SCFE is a relevant disease in the pediatric population and deserves to be known by clinicians. The main diagnosis code used for this analysis was 732.2 (Epiphysiolysis). The main procedures performed for SCFE were the “Open Reduction Of Separated Epiphysis, Femur” (23.4%), followed by “Limb shortening Procedures, Femur” (8.3%). In Italy, from 2001 to 2015, the mean incidence of hospital admission for SCFE was 2.9 for every 100,000 Italian inhabitants 0–19 years old. The majority of patients were males of the 10–14 years age group, in line with the Swedish results, as reported by Herngren et al. [15]. Males reported a higher mean age compared to females (p < 0.001). The highest number of patients treated was domiciled in the South of Italy (n = 2559), followed by the North (n = 1491) and the Center (n = 823). Otherwise, the highest number of procedures were performed in the North (n = 2422) and the South (n = 1603). The highest number of “extra-regional surgeries” were patients from the South that migrated to the North or the Center. Instead, patients from the North and the Center tended to be hospitalized in their macro-region of domicile. Moreover, patients from the South reported a higher rate of diagnosis of epiphysiolysis compared to the North and the South. A significant decrease in days of hospitalization during the study period was found, but further studies are required to identify possible explanations. The forecast model showed that the demand for SCFE hospital admissions was estimated to remain unchanged from 2015 to 2025.

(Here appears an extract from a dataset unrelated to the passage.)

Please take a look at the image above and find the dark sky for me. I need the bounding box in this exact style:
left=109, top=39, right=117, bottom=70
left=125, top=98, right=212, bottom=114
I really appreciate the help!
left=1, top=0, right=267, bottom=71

To our knowledge, the only study on the SCFE surgery trend was performed by Herngren et al. [15]. However, only patients aged from 9 to 15 years were included, while a broader range of age was analysed in the present paper (0–19 years old). Moreover, the study period considered by Herngren et al. [15] was shorter compared to the present study (from 2007 to 2013 vs 2001 to 2015, respectively).

Limitations

This study is based on administrative data from different hospitals and macro-regions. The International Classification of Diseases 9 (ICD-9) was used for all the procedures reported. Otherwise, with the ICD-9, it was possible to use different codes for the same surgical procedure. This heterogeneity of codification could lead to an underestimation of our results. Secondly, the database has not been subject to internal validation. Moreover, we found 16.1% of “Removal of Implanted Devices from Bone, Femur” within the procedures included. This data could lead to an overestimation of our results concerning the migratory flux and the total amount of procedures performed. Patients over 19 years old (n = 263) were excluded to avoid underestimation. Moreover, it was impossible to distinguish monoliteral vs bilateral screw fixation because ICD-9 did not fully code it. Lastly, this is a database study, and therefore it is not possible to define specific reasons for migratory flux. Further studies are required to define this trend precisely.

Conclusions

The incidence of surgery for SCFE in Italy is 2.9 cases/100,000 inhabitants of the same age group (from 2001 to 2015). The higher rate of hospitalization for SCFE was recorded in the South and the North. Epidemiological studies are helpful to understand the national variation of a specific surgical procedure and compare them with other countries. However, further studies are required to understand the specific reasons for regional variation for SCFE procedures in Italy.